"REINHARDT" ACTION OF POLISH JEWS
At night from 16 to 17 March 1942. Germans began deportation of Jews from the ghetto in Lublin to the extermination camp in Bełżec. At the same time, they besides started exporting Lviv Jews there.
This is how Operation "Reinhardt" began, the aim of which was to execution the judaic population from 5 districts of the General Governorate (Warsaw, Radom, Kraków, Lublin and Galician). At the end of 1942, the action was extended to the East Prussia territory of Bialystock.
The decision to execution all European Jews was made in the fall of 1941. In order to coordinate the actions of the various segments of the German Reich's 3rd State Camera on 20 January 1942, a conference was held in Wannsee, Berlin.
The general typical of politician Hans Frank demanded that "the final solution to the judaic issue" begin with occupied Poland.
Himmler appointed Odilo Globocnik, head of SS and police in Lublin as the contractor of this task. There, too, was the staff of the operation, which was given the code name "Reinhardt" in honor of the head of the Reich's Chief safety Office, Reinhard Heydrich, killed by the Czech guerrillas. From this office, Adolf Eichmann supervised the action.
To carry out the criminal plan, Germany directed SS men active in action T4 (murdering people with disabilities).
Her boss, Christian Wirth, supervised the activities created specifically for the "Reinhardt" action of immediate extermination centers, where death was carried out in gas chambers.
The Bełżec camp operated from March to December 1942, the Sobibor camp – from May 1942 to October 1943, and the Treblinka II camp – from July 1942 to August 1943.
They consumed more than 1.5 million lives. Victims of the action "Reinhardt" were besides murdered in the concentration and extermination camp in Majdanek.
As of spring 1942. The Germans systematically liquidated judaic aggregates in the General Governorate (in December 1941 in the extermination camp in Chełmno nad Ner, they began killing Jews from the Warta Country).
This meant not only deporting prisoners of ghettos to extermination camps under inhuman conditions, but besides mass murders and executions on site.
In tiny towns where ghettos were not strictly isolated, this happened in front of the local, Polish population.
German "Reinhardt" action personnel were comparatively few. It consisted of 450 SS men and over 1,000 auxiliary service members recruited from among the Red Army prisoners (mostly Ukrainians, Latvians and Russian Germans).
They were trained in a camp in Trawniki, Lublin and were besides utilized as guards in extermination camps. In the absence of people to assist in deportation actions and participate in raids on refugees, the Germans mobilized local forces, especially grenade police, sometimes firefighters or construction service junacs (Baudienst).
In the larger ghettos, the work for providing human quotas for the expected “evacuee to work to the East” was transferred to the judaic and judaic Councils of the Order Service.
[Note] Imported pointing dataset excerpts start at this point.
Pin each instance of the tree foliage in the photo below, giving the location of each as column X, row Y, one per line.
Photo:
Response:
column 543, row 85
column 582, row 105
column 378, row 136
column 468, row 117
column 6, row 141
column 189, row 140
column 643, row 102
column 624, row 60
The displacement operations were coordinated by the chief of staff of Operation Reinhardt, Hermann Höfle. The largest took place in the Warsaw Ghetto, from where within 2 months (July 22 to September 21, 1942). The Germans have moved more than 250,000 people to Treblinka.
The economical dimension of Operation Reinhardt was besides crucial for the 3rd German Reich. The Globocnik Staff was subject to more than 150 labour camps for Jews.
A massive income besides brought about a robbery of property belonging to the murdered. According to Globocnik's final report, its value was 179 million brands after deducting 12 million brands of operation costs.
Poiimo opposition from the war manufacture utilizing the slave labour of Jews, the precedence for the SS was to complete the "final solution".
Following the rebellions of prisoners in Treblinka (2 August 1943) and Sobibor (14 October 1943), the successor of Globocnik Jakob Sporrenberg, carried out an action under the code name "Erntefest" ("harvests"). On 3 and 4 November 1943, in camps in Majdanek, Trawniki and Poniatowa Germans shot 42 1000 prisoners.
In total, during Operation Reinhardt in 18 months – from 17 March 1942 to 4 November 1943. – Germans murdered about 2 million Jews.
Most of them died before the end of 1942. There were besides over 100,000 victims. Jews from France, the Netherlands, Germany, Austria, Czech Republic, Slovakia, Macedonia and Thrace, whom the Germans deported to Sobibor, Bełżec and Treblinka.